Estaban ubicados en una de los muchos lagares de la comarca, denominado actualmente –la Fuente de la Teja de Frasco Infante-; situado más hacia el noreste; a unos doce kilómetros de distancia; subiendo y bajando aquellos pechos de rozas y cahorrales que formaban las primeras vertientes del río de Vélez.
Frasco y su cuñado Pepe, había acordado, desde el verano pasado, que: Haxparcol estuviese durante algún tiempo guardando las cabras de su tío Pepe en la finca de éste, denominada Las Encinillas, situada al este de la N-321; era por entonces la única vía de comunicación asfaltada entre Málaga con Madrid –también se la denominaba la carretera de Bailen: seguramente por pasar dicha vía por esa población jienense-.
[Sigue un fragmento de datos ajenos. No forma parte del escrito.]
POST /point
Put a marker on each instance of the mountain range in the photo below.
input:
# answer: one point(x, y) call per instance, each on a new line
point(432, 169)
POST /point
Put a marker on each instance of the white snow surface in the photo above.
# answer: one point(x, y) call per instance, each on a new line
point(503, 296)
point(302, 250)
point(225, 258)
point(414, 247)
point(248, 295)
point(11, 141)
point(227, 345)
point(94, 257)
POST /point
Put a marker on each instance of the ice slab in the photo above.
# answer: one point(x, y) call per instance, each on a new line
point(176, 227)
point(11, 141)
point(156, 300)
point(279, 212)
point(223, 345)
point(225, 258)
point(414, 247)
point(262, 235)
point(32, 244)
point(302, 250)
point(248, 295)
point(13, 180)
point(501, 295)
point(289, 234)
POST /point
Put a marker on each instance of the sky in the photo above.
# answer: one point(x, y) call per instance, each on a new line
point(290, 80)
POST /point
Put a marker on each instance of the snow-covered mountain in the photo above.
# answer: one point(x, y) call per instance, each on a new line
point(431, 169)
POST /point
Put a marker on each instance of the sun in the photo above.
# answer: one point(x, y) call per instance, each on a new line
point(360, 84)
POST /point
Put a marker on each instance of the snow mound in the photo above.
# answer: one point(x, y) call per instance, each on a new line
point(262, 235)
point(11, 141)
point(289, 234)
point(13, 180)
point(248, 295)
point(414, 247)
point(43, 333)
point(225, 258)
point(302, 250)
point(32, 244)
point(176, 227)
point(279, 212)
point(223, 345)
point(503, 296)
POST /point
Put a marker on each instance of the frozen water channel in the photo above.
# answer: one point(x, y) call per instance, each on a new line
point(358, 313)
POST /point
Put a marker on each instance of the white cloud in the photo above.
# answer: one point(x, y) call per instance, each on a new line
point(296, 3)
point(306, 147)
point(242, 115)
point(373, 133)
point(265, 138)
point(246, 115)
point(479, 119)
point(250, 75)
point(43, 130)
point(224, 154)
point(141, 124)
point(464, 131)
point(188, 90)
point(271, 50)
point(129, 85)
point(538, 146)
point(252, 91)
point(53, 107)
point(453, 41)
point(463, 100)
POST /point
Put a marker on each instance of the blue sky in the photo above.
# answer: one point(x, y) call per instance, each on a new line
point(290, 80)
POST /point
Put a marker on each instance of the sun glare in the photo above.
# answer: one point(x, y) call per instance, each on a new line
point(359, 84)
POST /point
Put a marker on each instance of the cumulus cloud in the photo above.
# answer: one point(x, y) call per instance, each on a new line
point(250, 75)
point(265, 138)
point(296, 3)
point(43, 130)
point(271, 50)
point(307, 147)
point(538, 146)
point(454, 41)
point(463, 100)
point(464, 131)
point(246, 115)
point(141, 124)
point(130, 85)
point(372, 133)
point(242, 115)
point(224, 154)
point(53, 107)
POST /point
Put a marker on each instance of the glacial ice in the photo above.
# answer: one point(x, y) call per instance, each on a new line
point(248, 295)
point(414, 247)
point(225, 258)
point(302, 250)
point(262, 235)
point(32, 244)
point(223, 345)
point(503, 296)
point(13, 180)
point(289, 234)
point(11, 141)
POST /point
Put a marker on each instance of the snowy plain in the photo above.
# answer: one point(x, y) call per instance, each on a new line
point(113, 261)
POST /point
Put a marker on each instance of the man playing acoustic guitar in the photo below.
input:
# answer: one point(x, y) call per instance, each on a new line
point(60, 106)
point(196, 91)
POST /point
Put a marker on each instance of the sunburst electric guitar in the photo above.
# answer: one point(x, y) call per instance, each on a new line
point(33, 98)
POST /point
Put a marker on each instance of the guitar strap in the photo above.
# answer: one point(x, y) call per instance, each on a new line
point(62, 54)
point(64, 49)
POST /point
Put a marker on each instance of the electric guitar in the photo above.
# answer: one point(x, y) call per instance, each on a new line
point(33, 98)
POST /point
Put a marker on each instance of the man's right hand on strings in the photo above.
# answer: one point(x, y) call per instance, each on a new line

A pesar de la corta edad del niño, muy probablemente los dos cuñados, habían ideado ponerlo de cabrero, para así: cubrir ese puesto y descargar el mucho trabajo que Pepe tenía, soportando y a sus espaldas, todas las tareas agropecuarias, ya que, sus dos hijos eran todavía pequeños; para procurar llevar el lagar medianamente atendido y por otra parte, Frasco se descargaba un poco de tantas bocas como tenía que alimentar; no habiéndose repuesto todavía del traslado y la pérdida de su trabajo de guarda, que ejercía en la costa antes de la llegada de la II República. Fuese como fuese, lo cierto es que ambos dieron ocupación al chiquillo, bastante alto para su edad y que además era: muy despierto y obediente.
Ya llevaba más de un año ejerciendo las tareas encomendadas por su tío y había adquirido en ese tiempo, bastante soltura y agilidad en todos sus comportamientos; estaba muy curtido por sus andanzas diarias, detrás del pastoreo de una treintena de animales –veinte cabras, seis chivas, un macho cabrío, dos ovejas y una burra-. Algo delgaducho, pero fuerte por el continuo ejercicio que hacía diariamente detrás del ganado y por la inquietud que siempre le llevaba a trepar por los árboles de los aledaño, buscando frutas y en algunas ocasiones nidos de pajarillos.
De piel blanca –tostada por el sol en las zonas poco protegidas, con el pelo castaño y los ojos azules, como los de su madre María, la hermana menor de su tío Pepe. Sus padres vivían en la parte alta de las estribaciones de los montes que se divisaban al este; como a una distancia –en línea recta de unos 6 ó 7 kilómetros; (el lagar de sus padres –en los días claros, como el de hoy- se lo podía ver en la lejanía, muy blanco, resaltando sobre los demás colindantes). Siempre que hacía un día claro con luminosidad, él se quedaba traspuesto, mirando hacia el lugar donde vivía su familia y sus tres hermanas; todas ellas más mayores que él y que lo llenaban de mimos en cuanto tenían ocasión de verle.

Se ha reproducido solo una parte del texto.